Given below are two statements, one is labelled as Assertion (A) and the other is labelled as Reason (R): 
(A) A simple pendulum is taken to a planet of mass and radius, 4 times and 2 times, respectively, than the Earth. The time period of the pendulum remains same on earth and the planet. 
(R) The mass of the pendulum remains unchanged at Earth and the other planet. 
In light of the above statements, choose the correct answer from the options given below:

• A. (A) is false, but (R) is true.
• B. Both (A) and (R) are true and (R) is the correct explanation of (A).
• C. (A) is true but (R) is false.
• D. Both (A) and (R) are true, but (R) is NOT the correct explanation of (A).

Hint:

The time period of a simple pendulum depends on the acceleration due to gravity \( g \). Gravity is determined by the mass and radius of the planet.

Answer 1

The Correct Option is C

This problem analyzes a simple pendulum's behavior under varying gravitational acceleration.
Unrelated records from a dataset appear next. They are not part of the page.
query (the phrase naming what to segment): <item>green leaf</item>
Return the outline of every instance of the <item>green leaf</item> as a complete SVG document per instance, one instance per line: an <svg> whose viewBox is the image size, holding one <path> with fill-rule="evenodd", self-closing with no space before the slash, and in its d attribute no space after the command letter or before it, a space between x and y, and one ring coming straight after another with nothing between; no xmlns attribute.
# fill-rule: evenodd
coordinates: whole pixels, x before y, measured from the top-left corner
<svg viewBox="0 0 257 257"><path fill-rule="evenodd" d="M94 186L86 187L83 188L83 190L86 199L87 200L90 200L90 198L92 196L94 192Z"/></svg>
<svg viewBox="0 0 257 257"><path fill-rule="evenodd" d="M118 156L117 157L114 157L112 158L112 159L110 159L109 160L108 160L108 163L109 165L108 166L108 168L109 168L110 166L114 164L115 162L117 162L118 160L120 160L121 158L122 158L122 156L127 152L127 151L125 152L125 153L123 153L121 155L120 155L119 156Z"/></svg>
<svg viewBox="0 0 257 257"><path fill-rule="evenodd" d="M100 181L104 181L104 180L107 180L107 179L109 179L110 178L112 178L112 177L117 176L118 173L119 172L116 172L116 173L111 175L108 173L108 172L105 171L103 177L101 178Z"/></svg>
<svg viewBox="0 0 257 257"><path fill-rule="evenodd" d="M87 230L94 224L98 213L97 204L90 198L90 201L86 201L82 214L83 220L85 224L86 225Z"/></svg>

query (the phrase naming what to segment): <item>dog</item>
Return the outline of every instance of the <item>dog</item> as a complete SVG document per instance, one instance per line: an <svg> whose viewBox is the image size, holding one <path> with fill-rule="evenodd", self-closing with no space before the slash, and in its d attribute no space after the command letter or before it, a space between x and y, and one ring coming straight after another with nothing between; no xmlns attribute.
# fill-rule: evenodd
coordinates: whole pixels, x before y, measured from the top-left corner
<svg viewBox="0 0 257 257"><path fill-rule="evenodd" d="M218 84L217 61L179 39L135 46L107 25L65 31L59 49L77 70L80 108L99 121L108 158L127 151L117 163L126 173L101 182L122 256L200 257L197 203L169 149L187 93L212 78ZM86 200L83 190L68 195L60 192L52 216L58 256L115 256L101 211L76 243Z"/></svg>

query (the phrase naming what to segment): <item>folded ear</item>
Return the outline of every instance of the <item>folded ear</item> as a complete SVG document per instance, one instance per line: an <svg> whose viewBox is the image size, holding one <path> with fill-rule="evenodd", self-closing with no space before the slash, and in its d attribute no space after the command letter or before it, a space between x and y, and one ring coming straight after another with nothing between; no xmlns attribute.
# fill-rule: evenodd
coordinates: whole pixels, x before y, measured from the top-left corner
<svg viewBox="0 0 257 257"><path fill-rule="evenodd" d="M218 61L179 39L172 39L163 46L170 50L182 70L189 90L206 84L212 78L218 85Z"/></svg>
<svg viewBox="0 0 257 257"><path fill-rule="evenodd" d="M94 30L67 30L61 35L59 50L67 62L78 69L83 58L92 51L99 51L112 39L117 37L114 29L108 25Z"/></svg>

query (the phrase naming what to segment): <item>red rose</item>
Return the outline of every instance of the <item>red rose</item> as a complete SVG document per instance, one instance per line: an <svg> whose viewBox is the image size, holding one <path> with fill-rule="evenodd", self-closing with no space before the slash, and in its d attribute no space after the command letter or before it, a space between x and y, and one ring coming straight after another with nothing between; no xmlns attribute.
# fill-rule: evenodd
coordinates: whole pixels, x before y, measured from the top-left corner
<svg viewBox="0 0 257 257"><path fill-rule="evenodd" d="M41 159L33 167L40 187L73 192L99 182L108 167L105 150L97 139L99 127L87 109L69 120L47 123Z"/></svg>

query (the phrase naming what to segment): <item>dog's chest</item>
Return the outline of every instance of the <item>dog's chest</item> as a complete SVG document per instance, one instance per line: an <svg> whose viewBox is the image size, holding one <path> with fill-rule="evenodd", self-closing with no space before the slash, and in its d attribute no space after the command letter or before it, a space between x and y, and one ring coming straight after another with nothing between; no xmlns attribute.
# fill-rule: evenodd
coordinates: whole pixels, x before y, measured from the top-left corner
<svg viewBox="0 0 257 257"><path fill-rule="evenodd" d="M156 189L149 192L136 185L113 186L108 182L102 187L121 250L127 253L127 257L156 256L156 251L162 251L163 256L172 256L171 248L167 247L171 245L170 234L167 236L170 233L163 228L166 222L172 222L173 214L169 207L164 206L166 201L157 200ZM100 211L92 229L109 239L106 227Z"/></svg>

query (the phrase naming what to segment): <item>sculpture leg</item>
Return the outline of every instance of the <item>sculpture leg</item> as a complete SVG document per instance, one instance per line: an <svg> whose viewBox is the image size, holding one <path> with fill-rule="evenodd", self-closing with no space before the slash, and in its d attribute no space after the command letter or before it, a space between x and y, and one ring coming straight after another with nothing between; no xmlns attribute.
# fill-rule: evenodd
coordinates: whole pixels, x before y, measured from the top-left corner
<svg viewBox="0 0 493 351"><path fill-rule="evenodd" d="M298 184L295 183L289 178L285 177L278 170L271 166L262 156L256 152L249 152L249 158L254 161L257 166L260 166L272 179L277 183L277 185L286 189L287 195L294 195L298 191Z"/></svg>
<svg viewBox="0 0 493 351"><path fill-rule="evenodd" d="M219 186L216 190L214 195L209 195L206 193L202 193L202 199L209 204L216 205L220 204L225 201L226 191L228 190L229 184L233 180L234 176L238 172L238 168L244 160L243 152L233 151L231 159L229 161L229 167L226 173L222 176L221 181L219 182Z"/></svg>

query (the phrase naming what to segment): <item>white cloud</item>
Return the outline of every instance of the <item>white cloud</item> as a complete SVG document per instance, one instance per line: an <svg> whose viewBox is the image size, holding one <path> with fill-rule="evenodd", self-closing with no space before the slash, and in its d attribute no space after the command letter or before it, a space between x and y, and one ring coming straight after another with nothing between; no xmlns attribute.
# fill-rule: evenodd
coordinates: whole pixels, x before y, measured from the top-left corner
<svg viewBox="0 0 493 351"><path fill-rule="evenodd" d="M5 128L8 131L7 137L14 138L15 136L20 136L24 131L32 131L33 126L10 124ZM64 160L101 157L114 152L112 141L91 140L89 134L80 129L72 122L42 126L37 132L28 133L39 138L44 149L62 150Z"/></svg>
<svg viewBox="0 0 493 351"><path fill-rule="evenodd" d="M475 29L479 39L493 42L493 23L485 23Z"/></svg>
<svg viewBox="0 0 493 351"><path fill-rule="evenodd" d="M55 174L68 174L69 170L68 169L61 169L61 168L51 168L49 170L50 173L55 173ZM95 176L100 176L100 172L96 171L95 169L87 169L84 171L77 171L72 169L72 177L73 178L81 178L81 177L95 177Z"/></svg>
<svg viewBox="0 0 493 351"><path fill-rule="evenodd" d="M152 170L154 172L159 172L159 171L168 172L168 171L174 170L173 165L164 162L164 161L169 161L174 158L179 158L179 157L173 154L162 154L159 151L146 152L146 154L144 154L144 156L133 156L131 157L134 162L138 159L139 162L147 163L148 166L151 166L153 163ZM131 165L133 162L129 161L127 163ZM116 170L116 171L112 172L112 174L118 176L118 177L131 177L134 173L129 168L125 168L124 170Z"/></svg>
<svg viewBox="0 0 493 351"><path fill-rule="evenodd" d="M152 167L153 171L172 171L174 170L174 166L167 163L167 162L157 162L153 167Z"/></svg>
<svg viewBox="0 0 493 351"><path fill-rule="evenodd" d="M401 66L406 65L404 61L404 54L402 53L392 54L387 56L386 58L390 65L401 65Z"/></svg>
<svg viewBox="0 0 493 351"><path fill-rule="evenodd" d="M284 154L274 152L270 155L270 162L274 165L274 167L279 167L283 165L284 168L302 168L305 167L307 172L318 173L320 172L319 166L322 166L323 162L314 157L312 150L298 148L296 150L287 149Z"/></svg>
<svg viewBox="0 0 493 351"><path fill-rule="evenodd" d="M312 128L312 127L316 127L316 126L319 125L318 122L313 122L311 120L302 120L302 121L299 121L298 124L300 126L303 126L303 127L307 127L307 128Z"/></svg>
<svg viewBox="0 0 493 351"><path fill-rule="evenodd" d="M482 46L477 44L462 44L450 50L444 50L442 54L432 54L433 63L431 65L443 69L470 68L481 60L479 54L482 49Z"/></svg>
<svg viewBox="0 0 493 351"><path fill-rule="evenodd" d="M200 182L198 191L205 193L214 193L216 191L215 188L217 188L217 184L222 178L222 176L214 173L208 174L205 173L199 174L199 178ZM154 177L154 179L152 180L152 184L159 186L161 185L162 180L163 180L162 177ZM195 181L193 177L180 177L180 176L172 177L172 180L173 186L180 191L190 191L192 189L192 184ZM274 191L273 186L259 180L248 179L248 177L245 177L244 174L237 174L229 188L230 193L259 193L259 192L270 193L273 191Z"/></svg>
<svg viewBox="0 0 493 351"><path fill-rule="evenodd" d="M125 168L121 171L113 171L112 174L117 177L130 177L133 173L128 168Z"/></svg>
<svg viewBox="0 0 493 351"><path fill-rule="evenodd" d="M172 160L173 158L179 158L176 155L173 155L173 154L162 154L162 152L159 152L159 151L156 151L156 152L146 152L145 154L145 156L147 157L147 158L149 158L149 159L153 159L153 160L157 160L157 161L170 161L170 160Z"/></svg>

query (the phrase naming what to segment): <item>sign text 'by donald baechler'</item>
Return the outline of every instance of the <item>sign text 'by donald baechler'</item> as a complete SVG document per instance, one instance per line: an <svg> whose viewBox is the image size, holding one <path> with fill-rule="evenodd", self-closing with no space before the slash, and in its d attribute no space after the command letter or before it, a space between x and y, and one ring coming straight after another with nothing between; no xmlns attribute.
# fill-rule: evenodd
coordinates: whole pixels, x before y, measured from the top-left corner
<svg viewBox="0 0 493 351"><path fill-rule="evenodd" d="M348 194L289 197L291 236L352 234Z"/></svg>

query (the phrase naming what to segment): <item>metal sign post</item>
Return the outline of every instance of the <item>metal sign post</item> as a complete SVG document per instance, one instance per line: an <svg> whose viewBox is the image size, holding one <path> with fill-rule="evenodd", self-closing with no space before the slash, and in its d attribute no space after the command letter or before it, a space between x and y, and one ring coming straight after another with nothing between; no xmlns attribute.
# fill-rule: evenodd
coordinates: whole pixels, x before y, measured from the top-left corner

The formula for the time period \( T \) of a simple pendulum is given by \( T = 2\pi \sqrt{\frac{L}{g}} \), where \( L \) represents the pendulum's length and \( g \) is the acceleration due to gravity.

On Earth, the gravitational acceleration \( g \) is calculated as \( \frac{GM_e}{R_e^2} \), with \( G \) being the gravitational constant, \( M_e \) the Earth's mass, and \( R_e \) the Earth's radius.

For a planet with a mass of \( 4M_e \) and a radius of \( 2R_e \), the gravitational acceleration \( g' \) is derived as follows:

\( g' = \frac{G \cdot 4M_e}{(2R_e)^2} = \frac{4GM_e}{4R_e^2} = \frac{GM_e}{R_e^2} = g \)

Consequently, the time period \( T' \) on this planet is:

\( T' = 2\pi \sqrt{\frac{L}{g'}} = 2\pi \sqrt{\frac{L}{g}} = T \)

This demonstrates that the time period remains identical on both Earth and the planet, substantiating assertion (A).

Now, examining reason (R), which states that the pendulum's mass is constant in both locations. Although true, the pendulum's mass does not influence its time period \( T \), as indicated by the formula. Therefore, (R) does not provide an explanation for (A).

The correct conclusion is: (A) is true but (R) is false.